Entrano Glocester e i suoi domestici in corrotto.
Gloc. Così talvolta il giorno più splendido si estingue entro nube; e alla state tien dietro sempre lo sterile inverno, orribile di ghiacci e di nebbie. E come le stagioni si succedono, così conseguono i beni e i mali. — Amici, che ora è?

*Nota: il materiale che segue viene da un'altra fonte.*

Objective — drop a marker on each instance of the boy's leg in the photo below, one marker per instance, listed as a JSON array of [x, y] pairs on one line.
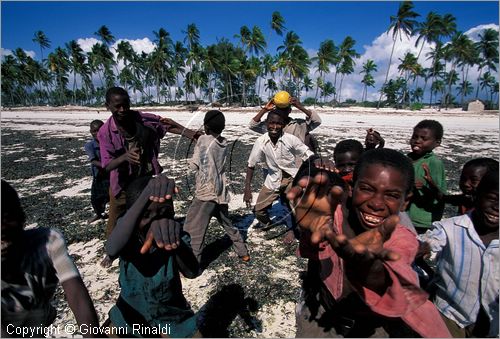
[[117, 205], [196, 224], [264, 201], [234, 234]]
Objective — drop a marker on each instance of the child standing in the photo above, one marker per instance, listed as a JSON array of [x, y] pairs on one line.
[[466, 281], [279, 150], [152, 251], [33, 262], [99, 191], [359, 281], [425, 206], [211, 194]]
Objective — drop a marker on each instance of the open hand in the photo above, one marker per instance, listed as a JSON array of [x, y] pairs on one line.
[[165, 233], [314, 204], [366, 246], [161, 188]]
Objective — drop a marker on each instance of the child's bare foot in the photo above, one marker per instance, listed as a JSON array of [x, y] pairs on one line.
[[106, 262]]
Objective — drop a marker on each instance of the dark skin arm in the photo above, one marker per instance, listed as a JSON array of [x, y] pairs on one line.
[[362, 252], [132, 156], [80, 303], [296, 103], [267, 107], [247, 194]]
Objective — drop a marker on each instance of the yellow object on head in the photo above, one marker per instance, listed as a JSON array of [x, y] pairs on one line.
[[282, 99]]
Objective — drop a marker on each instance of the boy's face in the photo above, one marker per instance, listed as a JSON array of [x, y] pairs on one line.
[[275, 124], [119, 106], [487, 208], [423, 141], [379, 191], [345, 162], [470, 178]]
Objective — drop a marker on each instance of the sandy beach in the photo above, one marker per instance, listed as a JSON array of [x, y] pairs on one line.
[[43, 157]]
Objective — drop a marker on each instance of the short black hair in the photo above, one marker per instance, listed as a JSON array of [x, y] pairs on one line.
[[11, 204], [489, 163], [348, 145], [116, 91], [488, 183], [433, 125], [215, 121], [96, 124], [389, 158]]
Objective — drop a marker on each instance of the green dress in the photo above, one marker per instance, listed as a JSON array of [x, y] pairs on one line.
[[151, 302], [424, 208]]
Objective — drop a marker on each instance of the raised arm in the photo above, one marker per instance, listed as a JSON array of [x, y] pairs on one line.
[[80, 304]]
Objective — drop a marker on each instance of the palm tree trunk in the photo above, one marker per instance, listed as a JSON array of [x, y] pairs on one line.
[[387, 73]]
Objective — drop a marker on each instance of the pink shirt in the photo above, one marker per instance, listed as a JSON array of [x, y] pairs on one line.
[[112, 145], [403, 298]]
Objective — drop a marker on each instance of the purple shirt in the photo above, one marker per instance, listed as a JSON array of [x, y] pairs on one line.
[[112, 144]]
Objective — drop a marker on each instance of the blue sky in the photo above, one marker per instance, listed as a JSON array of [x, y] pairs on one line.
[[366, 22]]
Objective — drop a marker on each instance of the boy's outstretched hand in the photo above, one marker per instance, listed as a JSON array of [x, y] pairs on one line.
[[314, 204], [161, 188], [165, 233]]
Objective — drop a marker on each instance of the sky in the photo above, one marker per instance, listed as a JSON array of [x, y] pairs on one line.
[[366, 22]]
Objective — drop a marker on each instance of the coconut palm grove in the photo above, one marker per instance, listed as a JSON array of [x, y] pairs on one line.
[[239, 69]]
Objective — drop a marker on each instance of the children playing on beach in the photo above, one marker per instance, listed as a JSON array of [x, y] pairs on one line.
[[471, 175], [425, 206], [466, 280], [34, 261], [279, 150], [211, 193], [359, 281], [373, 140], [130, 144], [152, 250], [298, 127], [99, 191]]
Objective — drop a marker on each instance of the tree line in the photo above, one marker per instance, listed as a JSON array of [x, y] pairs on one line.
[[242, 72]]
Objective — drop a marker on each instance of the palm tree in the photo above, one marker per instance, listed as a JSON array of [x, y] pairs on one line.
[[487, 47], [325, 57], [41, 39], [346, 56], [278, 23], [427, 31], [105, 34], [403, 22], [76, 62], [368, 81]]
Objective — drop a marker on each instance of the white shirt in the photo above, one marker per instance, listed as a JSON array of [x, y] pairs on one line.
[[279, 157], [467, 273]]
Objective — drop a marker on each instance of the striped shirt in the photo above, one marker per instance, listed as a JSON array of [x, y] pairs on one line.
[[467, 274]]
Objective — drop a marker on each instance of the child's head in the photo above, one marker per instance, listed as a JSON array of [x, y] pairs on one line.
[[427, 135], [346, 154], [118, 103], [473, 171], [214, 122], [486, 202], [13, 218], [383, 180], [275, 123], [95, 125]]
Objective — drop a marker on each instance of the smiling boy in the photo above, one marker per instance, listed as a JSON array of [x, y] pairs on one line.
[[425, 206], [359, 281], [466, 281]]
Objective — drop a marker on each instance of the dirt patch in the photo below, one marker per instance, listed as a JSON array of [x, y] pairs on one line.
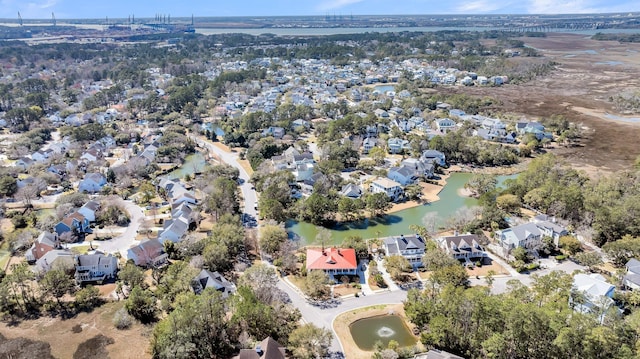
[[22, 348], [585, 79], [94, 348], [342, 322], [63, 341]]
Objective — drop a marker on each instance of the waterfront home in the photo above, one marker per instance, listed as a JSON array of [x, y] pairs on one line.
[[631, 280], [526, 235], [389, 187], [411, 247], [595, 294], [333, 261], [95, 267], [462, 247], [206, 279], [92, 183], [148, 254], [266, 349], [46, 241]]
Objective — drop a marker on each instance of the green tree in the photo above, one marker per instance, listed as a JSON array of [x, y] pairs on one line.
[[315, 285], [310, 342], [271, 238], [141, 304], [57, 283]]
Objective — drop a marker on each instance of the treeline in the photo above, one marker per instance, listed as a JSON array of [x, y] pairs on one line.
[[526, 322]]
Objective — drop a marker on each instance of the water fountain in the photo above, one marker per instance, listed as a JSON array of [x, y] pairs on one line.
[[385, 328]]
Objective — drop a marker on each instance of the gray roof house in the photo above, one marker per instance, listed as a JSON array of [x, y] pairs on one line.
[[462, 247], [526, 235], [95, 267], [411, 247], [215, 280], [631, 280]]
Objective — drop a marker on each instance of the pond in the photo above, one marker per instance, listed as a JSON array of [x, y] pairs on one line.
[[366, 332], [192, 163], [397, 223]]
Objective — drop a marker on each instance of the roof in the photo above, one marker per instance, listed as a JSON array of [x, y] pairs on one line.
[[466, 243], [633, 266], [267, 349], [331, 258], [592, 285], [386, 183], [214, 280]]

1° Dom. Dieci ore, signore.
Gloc. È l’ora che mi fu indicata per aspettare il passaggio della mia sposa punita. Trascinata essa viene senza pietà per le strade, a ogni selce del pavimento strazia i suoi piedi teneri e delicati, e le fa mandare un grido di dolore. Sfortunata e cara consorte, come mai la tua anima soffre ella un popolo abbietto, che dappresso con insolenza ti guarda e ti irride, esso che non ha guari ancora correva dinanzi alle veloci ruote del tuo carro, allorchè passavi in trionfo per le vie di Londra! Ma odo le grida: ella giunge; ed io preparerò i miei occhi oscurati dalle lagrime a vedere le sue miserie. (entra la duchessa di Glocester colla tunica bianca; una carta in cui sta scritto il suo delitto attaccata alla vita, i piedi nudi e un torchio acceso in mano; sir Giovanni Stanley, uno sceriffo, e ufficiali)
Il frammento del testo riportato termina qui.